Recently, our Director of Client Happiness hosted a professional development workshop on improving customer service. Her first question? “Who has a bad customer service experience they’d like to share?”
Hands shot up all over the room.
We’ve all experienced the frustration that accompanies feeling ignored. We call a company and get the run around—transferred from person to person, not believing anyone really cares. We feel frustrated, powerless, and complete the call with a poor image of the company.
“I just wish they would have listened to me,” we say.
All anyone wants when they have a problem is to be heard. Understanding this principle and demonstrating the ability to actively listen goes a long way in today’s society, and it can help set your company apart .

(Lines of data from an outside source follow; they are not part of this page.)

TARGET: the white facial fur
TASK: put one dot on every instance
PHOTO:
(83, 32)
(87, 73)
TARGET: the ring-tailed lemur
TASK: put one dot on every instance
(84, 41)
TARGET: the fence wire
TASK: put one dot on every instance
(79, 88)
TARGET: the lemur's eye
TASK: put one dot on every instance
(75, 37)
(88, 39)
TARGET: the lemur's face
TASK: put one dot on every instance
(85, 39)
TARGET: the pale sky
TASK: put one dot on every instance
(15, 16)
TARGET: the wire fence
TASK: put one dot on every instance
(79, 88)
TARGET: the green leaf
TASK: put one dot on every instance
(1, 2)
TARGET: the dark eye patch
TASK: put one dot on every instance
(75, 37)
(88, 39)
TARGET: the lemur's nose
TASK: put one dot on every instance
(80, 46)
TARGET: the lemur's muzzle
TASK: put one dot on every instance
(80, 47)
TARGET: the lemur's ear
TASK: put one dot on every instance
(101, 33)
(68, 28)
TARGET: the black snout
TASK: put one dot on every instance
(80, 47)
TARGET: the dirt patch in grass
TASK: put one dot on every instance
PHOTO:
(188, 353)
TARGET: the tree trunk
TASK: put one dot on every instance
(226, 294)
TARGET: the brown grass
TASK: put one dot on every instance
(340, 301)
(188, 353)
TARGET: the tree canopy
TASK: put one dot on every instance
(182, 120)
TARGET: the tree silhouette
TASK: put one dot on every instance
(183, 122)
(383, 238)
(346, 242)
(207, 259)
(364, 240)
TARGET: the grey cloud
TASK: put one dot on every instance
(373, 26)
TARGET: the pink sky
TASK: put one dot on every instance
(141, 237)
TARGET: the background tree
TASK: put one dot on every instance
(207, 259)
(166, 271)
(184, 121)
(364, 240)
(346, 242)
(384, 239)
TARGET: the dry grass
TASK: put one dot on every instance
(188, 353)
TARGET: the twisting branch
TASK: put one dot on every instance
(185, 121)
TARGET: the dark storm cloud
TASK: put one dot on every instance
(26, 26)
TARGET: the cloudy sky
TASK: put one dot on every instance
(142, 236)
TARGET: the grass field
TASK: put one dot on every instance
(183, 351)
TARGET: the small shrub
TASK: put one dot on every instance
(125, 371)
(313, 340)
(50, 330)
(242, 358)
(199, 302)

Builds Client Trust. If you prove to your client base you are actively listening, and respond with empathy, your clients will feel taken care of and continue to build a relationship with your company. For example, one of our receptionists recently received this compliment from a caller: “You are one of the nicest people I have talked to. So many people forget now-a-days to be courteous on the phone. I hope I get to meet you when I come by the office.” If your clients trust they are being listened to, you are well on your way to developing a loyal customer and strong company advocate.
Aids Company Growth. Having a listening ear does more than improve customer service—it provides insights into how your company is performing and aids in decision-making. Are there certain pain points being expressed more often than others? Or, on the flip side, are you receiving a number of compliments on a certain aspect of your company? This is all valuable information in understanding what areas of your company are thriving, and what areas could use a little adjusting.
Now that you have an understanding as to why listening is important, here are five steps you can take to build a culture of listening in your company.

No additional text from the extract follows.